The rise and fall of the global climate polity

Corry, Olaf (2013). The rise and fall of the global climate polity. In: Strippel, Johannes and Bulkeley, Harriet eds. Governing the Climate: New Approaches to Rationality, Power and Politics. Cambridge: Cambridge University Press, pp. 219–234.


Whereas most of the chapters go ‘down’ to the micro-practices of climate governance, this chapter aims to take a step ‘up’ to elucidate a clearer picture or model of what a global climate polity is in terms of its totality: how are the elements of a global polity structured and what makes a polity a polity? In this chapter, first the question of whether analysis of localized governmental techniques needs an accompanying consideration of a bigger picture or context is considered.

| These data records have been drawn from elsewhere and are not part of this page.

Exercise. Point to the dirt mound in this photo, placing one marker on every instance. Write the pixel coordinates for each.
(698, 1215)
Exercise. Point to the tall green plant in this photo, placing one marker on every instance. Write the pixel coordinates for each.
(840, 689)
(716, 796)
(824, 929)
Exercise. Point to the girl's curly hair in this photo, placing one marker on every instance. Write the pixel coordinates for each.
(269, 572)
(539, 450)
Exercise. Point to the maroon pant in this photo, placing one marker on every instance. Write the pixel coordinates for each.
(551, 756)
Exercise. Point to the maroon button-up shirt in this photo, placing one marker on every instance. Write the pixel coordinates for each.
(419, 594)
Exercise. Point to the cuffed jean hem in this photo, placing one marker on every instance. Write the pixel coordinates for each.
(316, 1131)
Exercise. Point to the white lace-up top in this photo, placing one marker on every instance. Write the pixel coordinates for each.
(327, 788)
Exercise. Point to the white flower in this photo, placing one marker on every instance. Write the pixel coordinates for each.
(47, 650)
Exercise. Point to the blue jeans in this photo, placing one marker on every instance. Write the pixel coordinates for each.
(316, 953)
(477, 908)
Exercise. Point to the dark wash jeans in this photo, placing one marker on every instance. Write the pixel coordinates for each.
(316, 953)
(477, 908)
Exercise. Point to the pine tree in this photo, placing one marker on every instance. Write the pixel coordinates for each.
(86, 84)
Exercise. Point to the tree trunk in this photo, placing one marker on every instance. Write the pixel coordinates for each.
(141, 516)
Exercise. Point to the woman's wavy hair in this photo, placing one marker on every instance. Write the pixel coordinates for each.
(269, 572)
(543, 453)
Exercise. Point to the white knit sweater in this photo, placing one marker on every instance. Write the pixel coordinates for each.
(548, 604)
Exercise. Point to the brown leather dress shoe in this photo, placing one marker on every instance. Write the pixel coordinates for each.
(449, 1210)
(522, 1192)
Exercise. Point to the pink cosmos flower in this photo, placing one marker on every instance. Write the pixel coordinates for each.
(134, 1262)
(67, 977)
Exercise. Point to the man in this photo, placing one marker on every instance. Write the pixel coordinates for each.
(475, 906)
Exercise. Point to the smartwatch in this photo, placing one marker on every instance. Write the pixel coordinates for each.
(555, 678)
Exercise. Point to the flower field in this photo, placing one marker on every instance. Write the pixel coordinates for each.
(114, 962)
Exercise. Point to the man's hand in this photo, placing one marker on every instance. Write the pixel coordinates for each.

Next the global climate polity is theorised beyond the models of hierarchy and anarchy using a generic theory of what constitutes a polity via an elaboration of Foucault’s ideas about how changing objects of governance become central to political entities. The third part looks back briefly asking when a global climate polity thus conceived could be said to have evolved. The final section peers forwards to consider differing visions of the demise of the global climate polity as we know it: will it be superseded by a more encompassing ‘Earth System polity’ centered on governing not only the climate but also other interrelated geophysical systems? Or could it splinter as it is recognized that the climate is too complex and feral to be a governable object?